Ovviamente, alle spalle della retorica sulla sharing economy si
nasconde il frutto avvelenato del più complessivo attacco ai diritti
sociali dei lavoratori salariati. Un attacco che non avviene “per
decreto”, non è cioè volontà politica di questo o quel soggetto
ideologico. Sta, al contrario, nella dinamica stessa del capitalismo,
che innovando costantemente il proprio modo di riproduzione fa macerie
delle modalità non più utili alla valorizzazione del profitto.
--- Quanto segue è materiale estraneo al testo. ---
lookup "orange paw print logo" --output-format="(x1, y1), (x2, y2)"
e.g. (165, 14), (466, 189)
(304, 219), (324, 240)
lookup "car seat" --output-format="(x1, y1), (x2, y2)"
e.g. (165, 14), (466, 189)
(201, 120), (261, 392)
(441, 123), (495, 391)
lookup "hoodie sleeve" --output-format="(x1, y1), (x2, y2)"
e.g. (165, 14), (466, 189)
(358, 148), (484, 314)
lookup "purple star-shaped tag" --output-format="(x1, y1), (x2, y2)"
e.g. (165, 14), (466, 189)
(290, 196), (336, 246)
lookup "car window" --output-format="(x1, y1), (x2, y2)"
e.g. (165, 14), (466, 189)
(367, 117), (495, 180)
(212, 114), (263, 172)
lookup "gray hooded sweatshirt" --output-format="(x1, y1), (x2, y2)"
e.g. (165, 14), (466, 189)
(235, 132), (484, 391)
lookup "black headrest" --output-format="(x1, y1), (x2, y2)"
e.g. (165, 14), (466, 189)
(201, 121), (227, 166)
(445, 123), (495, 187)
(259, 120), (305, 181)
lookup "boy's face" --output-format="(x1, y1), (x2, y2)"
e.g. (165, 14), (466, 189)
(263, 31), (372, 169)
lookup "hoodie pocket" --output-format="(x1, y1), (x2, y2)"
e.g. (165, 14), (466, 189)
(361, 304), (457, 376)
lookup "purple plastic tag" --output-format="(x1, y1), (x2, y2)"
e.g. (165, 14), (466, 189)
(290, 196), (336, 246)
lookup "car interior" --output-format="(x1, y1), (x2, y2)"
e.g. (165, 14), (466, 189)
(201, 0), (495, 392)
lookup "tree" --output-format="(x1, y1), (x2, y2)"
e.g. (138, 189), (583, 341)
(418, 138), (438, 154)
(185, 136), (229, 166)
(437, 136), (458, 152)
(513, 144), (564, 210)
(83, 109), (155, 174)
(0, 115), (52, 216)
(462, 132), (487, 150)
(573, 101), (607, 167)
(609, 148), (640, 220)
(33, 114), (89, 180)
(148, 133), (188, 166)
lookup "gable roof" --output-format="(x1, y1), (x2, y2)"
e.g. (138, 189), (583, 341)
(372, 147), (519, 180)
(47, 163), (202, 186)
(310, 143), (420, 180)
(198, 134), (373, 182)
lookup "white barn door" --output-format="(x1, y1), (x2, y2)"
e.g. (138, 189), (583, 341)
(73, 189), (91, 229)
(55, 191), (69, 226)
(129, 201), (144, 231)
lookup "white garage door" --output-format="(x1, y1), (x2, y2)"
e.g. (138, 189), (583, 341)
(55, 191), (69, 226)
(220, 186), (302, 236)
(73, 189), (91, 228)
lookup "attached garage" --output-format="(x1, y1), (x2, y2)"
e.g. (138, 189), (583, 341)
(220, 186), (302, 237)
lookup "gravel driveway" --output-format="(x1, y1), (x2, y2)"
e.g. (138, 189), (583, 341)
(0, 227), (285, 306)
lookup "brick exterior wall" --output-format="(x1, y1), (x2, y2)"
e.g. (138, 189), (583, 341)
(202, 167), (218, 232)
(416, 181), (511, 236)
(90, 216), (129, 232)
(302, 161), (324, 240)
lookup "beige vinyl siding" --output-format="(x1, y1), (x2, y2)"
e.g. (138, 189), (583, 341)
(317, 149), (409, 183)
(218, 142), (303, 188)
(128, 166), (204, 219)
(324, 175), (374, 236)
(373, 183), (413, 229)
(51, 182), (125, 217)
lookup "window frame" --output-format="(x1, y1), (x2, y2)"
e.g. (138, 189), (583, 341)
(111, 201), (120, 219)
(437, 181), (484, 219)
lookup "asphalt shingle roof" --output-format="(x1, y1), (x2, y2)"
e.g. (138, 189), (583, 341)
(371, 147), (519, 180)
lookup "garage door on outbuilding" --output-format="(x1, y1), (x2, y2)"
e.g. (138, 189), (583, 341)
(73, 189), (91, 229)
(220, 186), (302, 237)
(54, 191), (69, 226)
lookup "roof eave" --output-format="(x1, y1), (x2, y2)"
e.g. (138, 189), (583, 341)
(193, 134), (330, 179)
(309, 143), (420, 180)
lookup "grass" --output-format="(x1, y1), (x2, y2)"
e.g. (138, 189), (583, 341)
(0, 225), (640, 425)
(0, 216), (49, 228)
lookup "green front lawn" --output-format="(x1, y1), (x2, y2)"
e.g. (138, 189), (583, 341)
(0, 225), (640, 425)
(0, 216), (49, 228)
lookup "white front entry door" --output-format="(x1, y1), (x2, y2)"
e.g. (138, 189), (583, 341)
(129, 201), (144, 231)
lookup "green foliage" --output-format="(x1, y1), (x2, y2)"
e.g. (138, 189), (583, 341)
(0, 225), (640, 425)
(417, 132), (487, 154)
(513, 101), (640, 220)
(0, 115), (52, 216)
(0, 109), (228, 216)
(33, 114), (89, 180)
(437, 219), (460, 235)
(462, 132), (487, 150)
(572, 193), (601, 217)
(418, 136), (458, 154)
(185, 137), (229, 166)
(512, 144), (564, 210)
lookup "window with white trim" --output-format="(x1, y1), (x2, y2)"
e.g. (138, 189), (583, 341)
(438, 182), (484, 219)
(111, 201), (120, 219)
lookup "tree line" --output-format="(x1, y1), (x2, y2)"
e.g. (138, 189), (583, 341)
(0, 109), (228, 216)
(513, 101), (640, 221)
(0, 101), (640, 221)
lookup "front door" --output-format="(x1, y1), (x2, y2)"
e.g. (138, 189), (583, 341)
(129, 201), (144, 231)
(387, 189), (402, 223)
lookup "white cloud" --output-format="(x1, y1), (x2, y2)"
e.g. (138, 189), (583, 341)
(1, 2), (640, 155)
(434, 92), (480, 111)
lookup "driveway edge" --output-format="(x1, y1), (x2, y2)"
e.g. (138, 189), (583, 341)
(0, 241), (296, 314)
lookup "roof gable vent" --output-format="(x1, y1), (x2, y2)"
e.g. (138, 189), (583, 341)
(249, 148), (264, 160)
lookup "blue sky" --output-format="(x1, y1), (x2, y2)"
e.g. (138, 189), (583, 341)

Uber, come il resto della sharing economy, non
è stato “inventato” o concepito assecondando qualche linea politica: è
l’inevitabile traiettoria del capitalismo nella sua forma liberista
contemporanea. I tassisti, in questo simili al mondo artigianale dei
mestieri dileguatosi alla fine dell’Ottocento, non possono più essere
compresi nel flusso economico-produttivo dell’economia globale. Per
questo spariranno, nel senso che rimarranno come curiosità turistica, ma
perderanno ogni funzione reale nella mobilità urbana. Come i risciò in
Cina, chi ne deterrà il monopolio continuerà magari a guadagnarci, ma
trasformando il proprio ruolo da centrale a marginale. D’altronde, il
fordismo non ha certo estinto il piccolo o medio artigianato. Ne ha
cambiato semplicemente di segno: da modello produttivo-riproduttivo
tipico di una certa società, a fantasia elitaria per ristrette cerchie
abbienti della popolazione.
Questo non si traduce evidentemente in una resa alla pervasività di
un liberismo che tende apparentemente alla “condivisione” riproduttiva,
in realtà al controllo monopolistico dei fattori di produzione. Ma è una
battaglia politica, non corporativa contro questa o quella fastidiosa
applicazione post-moderna. Ed è, per ciò stesso, una battaglia generale
contro un modello produttivo, che non preveda fughe all’indietro verso
bei mondi antichi, ma la capacità di controllo di quei flussi del
capitale oggi completamenti anarchici e, proprio per questo, controllati
dal capitale più grande su quello più piccolo. Non ci sarà alcuna
resistenza che non passi dal controllo pubblico, cioè politico, su quei
flussi del capitale. Ma questo è proprio ciò che i tassisti non
vogliono, perché manderebbe in crisi le fondamenta su cui si basa quel
sogno di gloria di questa borghesia pezzente: mimare un modo di
riproduzione capitalistico senza possederne i capitali.